A strong season thus far has proven last year was no flash in the pan. Despite star man Jacques Maghoma moving on to Championship side Sheffield Wednesday, Rowett’s side again lie in the play-offs with a two-point gap between themselves and third-placed Fleetwood Town.
His managerial credentials continue to blossom and he enjoys a healthy rapport with the Albion fans, something that cannot always be achievable. Being on the younger side of 40, the Bromsgrove-born manager has time firmly on his side and should continue to polish his skills in the lower leagues before an eventual step-up.
Current Wigan Athletic manager Uwe Rosler is overseeing a resurgent Latics side gunning for a return to the Premier League at the first time of asking. Since he replaced Owen Coyle in December, they have lost just one in seven Championship games and lie five points off Reading in sixth place.
However, it is Rosler’s work at previous employers Brentford that forced Dave Whelan to come calling.
After learning the ropes as a gaffer in Norway, the ex-Manchester City striker left Molde and expressed a desire to return to England, eventually landing the Bees job in June 2011.
He led Brentford to a ninth-place finish in his first season before coming mightily close to promotion in 2012/13. They were eventually defeated by Yeovil Town at Wembley after a season full of drama, which included being less than ten minutes away from defeating Premier League giants Chelsea in the FA Cup.
Aside from guiding his side towards the upper echelons of League One, Rosler re-branded a team previously seen hiding in mid-table anonymity.
With the aid of England’s loan system, the German created a youthful side that pressed relentlessly without the ball and counter-attacked with pace and tenacity. Clayton Donaldson, signed from Crewe Alexandra on a free transfer, provided the goals while Adam Forshaw, an initial loan signing later made permanent from Everton, lends composure in midfield to go with technical qualities far beyond his League One opposition.
If Wigan continue their good form under Rosler, he could well be leading the Latics out at the likes of Stamford Bridge and the Emirates Stadium as early as next season. Either way, his stock will continue to rise.
What happens when a squad loses four out of its’ five strikers all in one summer? Unbelievably, in Walsall and Dean Smith’s case, you appear to improve.

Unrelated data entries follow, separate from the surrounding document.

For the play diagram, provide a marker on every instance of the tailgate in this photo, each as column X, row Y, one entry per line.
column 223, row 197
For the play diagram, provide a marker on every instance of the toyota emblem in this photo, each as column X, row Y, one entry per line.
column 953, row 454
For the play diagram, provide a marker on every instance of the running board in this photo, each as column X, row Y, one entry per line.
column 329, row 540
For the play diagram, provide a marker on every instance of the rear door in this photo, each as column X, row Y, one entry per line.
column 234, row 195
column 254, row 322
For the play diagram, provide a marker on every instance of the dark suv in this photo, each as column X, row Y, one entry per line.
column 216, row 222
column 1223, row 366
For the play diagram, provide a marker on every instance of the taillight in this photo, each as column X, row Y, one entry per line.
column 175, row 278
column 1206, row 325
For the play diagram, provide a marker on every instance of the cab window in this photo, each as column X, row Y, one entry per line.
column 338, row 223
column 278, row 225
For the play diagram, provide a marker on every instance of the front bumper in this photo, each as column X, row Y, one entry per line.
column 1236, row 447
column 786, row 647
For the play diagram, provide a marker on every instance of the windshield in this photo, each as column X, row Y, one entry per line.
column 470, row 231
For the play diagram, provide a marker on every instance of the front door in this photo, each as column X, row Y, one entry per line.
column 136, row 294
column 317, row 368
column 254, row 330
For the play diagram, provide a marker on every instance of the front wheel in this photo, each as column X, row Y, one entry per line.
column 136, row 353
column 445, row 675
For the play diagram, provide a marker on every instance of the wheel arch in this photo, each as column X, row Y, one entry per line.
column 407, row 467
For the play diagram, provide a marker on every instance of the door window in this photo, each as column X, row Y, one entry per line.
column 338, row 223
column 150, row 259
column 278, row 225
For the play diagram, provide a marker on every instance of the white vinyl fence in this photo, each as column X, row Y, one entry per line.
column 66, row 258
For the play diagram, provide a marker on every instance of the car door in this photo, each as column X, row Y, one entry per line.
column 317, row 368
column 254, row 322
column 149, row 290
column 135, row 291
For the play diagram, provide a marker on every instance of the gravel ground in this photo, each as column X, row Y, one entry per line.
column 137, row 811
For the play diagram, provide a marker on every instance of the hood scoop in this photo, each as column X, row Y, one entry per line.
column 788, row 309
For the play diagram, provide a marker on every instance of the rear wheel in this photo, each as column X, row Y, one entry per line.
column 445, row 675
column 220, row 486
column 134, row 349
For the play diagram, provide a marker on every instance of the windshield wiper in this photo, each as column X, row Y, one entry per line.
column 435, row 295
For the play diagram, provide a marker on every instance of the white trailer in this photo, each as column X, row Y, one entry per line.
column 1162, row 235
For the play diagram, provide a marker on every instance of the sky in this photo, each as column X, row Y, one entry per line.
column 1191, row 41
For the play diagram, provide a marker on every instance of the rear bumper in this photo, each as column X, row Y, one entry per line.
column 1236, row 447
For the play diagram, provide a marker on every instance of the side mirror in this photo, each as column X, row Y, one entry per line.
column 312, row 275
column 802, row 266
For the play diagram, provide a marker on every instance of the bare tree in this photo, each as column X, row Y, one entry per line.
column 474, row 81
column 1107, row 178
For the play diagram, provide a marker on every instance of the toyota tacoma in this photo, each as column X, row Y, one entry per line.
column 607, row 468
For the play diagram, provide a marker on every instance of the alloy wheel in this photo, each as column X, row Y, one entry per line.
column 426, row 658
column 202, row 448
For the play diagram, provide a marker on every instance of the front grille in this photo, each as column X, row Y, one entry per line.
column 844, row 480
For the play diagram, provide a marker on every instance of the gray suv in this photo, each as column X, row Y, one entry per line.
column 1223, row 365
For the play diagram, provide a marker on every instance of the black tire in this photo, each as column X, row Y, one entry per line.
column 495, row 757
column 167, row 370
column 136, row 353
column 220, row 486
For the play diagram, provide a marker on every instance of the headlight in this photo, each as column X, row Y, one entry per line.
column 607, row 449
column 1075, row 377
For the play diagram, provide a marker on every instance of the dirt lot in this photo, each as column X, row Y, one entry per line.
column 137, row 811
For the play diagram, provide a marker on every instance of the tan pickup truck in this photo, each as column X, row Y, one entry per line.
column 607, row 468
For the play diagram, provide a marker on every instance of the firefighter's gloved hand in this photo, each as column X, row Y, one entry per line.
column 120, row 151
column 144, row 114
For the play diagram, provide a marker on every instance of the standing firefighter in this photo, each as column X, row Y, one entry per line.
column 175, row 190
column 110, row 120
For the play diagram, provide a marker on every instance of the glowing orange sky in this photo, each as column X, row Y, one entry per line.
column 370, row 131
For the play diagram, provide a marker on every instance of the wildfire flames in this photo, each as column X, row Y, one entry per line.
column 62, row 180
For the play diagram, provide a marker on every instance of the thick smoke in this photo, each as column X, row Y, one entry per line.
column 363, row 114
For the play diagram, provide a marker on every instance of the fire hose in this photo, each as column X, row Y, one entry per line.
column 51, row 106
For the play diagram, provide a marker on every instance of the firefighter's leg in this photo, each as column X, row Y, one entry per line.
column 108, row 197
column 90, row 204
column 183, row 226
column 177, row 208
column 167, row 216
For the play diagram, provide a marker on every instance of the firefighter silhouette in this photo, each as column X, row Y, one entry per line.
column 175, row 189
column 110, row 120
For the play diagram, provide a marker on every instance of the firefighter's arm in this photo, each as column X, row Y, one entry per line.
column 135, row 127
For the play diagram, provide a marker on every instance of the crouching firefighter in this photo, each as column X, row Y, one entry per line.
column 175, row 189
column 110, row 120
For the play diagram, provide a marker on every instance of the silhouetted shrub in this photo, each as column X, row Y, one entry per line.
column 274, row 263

That was the situation the Saddlers found themselves in last summer. Losing Will Grigg to Brentford, Febian Brandy to Sheffield United, Jamie Paterson to Championship side Nottingham Forest and allowing George Bowerman to seek pastures new left Smith with Craig Westcarr as his only striking option.
Owing to some shrewd business in the transfer market, Walsall have arguably come back even stronger this term.

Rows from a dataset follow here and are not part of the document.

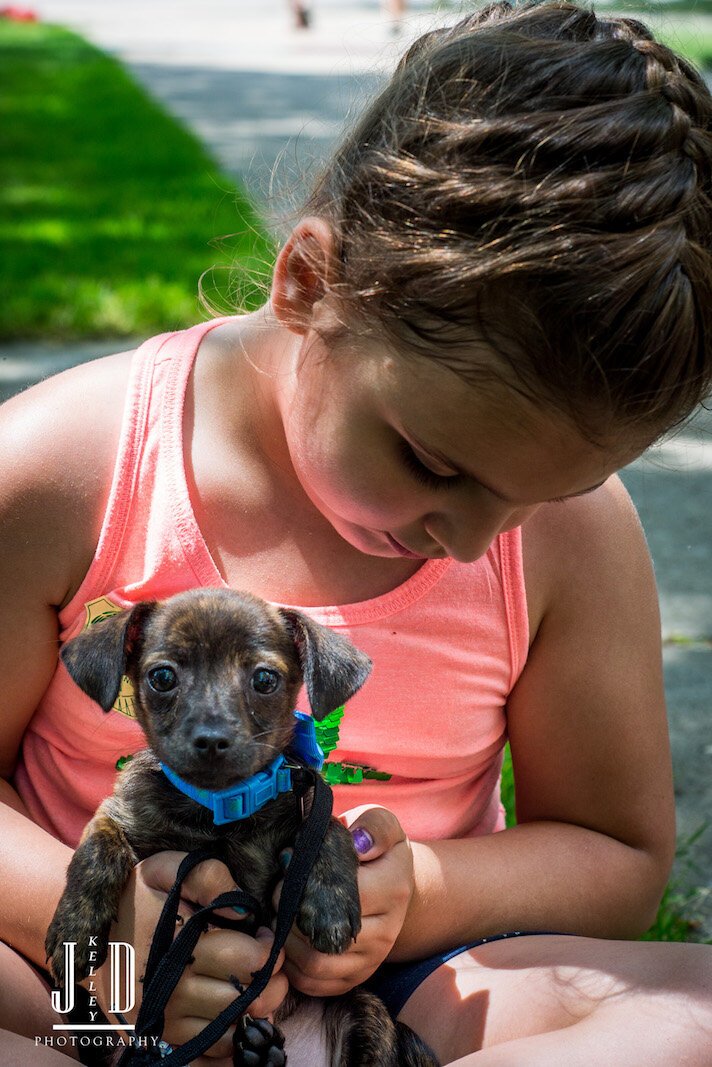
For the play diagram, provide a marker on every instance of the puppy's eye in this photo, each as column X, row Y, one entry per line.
column 265, row 681
column 162, row 679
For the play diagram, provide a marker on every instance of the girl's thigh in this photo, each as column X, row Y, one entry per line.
column 26, row 1012
column 516, row 989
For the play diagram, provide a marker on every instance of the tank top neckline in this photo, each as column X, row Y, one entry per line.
column 194, row 546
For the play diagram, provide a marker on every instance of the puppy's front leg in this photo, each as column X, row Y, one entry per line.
column 330, row 912
column 96, row 876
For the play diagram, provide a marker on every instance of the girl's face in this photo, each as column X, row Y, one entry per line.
column 405, row 459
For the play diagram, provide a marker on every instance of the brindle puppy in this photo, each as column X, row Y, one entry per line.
column 216, row 675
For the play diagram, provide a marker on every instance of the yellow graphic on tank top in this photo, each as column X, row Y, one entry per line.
column 96, row 611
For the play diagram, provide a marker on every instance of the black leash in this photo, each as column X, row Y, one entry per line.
column 169, row 955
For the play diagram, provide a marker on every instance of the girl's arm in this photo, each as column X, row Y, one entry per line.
column 596, row 834
column 596, row 817
column 57, row 444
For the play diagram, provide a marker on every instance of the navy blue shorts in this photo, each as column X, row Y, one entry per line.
column 395, row 983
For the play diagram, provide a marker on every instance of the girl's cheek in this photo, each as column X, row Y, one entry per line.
column 518, row 516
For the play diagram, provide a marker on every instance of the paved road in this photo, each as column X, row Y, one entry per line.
column 255, row 90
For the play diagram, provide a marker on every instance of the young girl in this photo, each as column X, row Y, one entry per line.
column 499, row 296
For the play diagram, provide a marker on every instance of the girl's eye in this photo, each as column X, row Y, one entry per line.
column 265, row 681
column 423, row 473
column 162, row 679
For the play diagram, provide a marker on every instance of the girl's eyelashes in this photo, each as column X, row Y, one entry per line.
column 423, row 473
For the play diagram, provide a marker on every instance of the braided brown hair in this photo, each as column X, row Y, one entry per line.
column 541, row 176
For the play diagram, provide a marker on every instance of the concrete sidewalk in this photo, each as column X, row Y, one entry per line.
column 253, row 90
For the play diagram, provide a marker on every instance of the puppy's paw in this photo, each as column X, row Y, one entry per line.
column 330, row 917
column 74, row 924
column 257, row 1044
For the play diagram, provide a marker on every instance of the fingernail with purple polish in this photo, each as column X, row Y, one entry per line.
column 362, row 840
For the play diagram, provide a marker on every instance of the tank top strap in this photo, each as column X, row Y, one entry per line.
column 152, row 420
column 511, row 571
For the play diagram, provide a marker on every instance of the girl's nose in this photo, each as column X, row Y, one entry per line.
column 467, row 527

The 42-year-old has sourced locally, bringing in talented playmaker Romaine Sawyers to support lone-striker Westcarr. Sawyers' move in the summer followed that of Sam Mantom from West Brom, who switched in the previous window.
These two provide the bedrock of a technically sound and hard-working midfield, complemented by Chelsea loanee Milan Lalkovic’s trickery on the wing.

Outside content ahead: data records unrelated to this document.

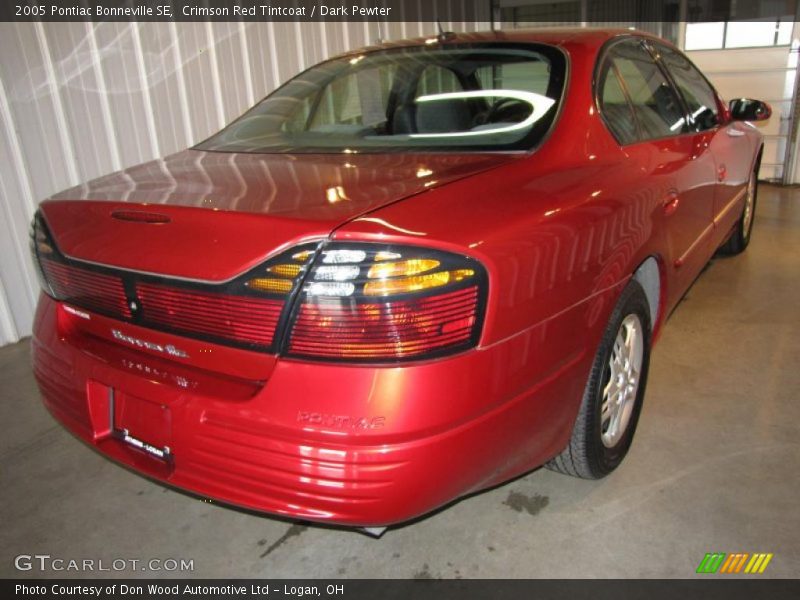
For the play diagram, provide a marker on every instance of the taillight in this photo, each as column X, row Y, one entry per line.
column 369, row 303
column 248, row 312
column 356, row 302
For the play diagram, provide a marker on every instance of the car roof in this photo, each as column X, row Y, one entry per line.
column 590, row 38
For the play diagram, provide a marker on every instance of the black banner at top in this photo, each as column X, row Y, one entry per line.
column 245, row 10
column 447, row 11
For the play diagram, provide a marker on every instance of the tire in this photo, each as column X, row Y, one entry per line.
column 740, row 238
column 597, row 447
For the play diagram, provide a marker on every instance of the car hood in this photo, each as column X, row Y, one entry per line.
column 222, row 213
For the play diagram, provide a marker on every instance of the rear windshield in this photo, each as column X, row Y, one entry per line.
column 482, row 97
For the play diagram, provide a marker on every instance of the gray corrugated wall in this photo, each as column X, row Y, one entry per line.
column 78, row 100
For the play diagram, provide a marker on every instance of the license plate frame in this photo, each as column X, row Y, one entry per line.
column 141, row 424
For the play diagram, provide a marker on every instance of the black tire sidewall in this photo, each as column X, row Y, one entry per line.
column 603, row 460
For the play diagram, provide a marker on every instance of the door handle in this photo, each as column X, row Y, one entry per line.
column 671, row 203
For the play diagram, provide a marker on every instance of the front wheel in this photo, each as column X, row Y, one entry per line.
column 740, row 238
column 612, row 399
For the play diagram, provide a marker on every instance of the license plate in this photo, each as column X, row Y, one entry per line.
column 143, row 424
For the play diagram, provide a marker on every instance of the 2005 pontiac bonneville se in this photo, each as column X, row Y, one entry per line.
column 410, row 273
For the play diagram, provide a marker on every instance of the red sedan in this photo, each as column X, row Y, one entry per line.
column 410, row 273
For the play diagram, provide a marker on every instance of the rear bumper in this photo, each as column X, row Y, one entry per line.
column 354, row 445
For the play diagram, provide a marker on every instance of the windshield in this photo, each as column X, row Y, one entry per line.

Expansive football only flourishes with a reliable defence. Andy Butler, who Smith made skipper upon being appointed permanently, provides a bedrock in the back line alongside Paul Downing, another recruit from West Brom.
These signings epitomise Smith’s philosophy of attractive, high-intensity football which has changed the face of a club staring at relegation when he first took the helm in 2011. It will perhaps irk Saddlers fans if they again lose their brightest talents this summer, but their unwavering trust in the manager during a similar period last close season was both refreshing and encouraging.
Smith’s attractive brand of football, along with an ability to balance the books in a transfer market, almost make him a perfect candidate for higher-level clubs seeking success under tight financial restraints.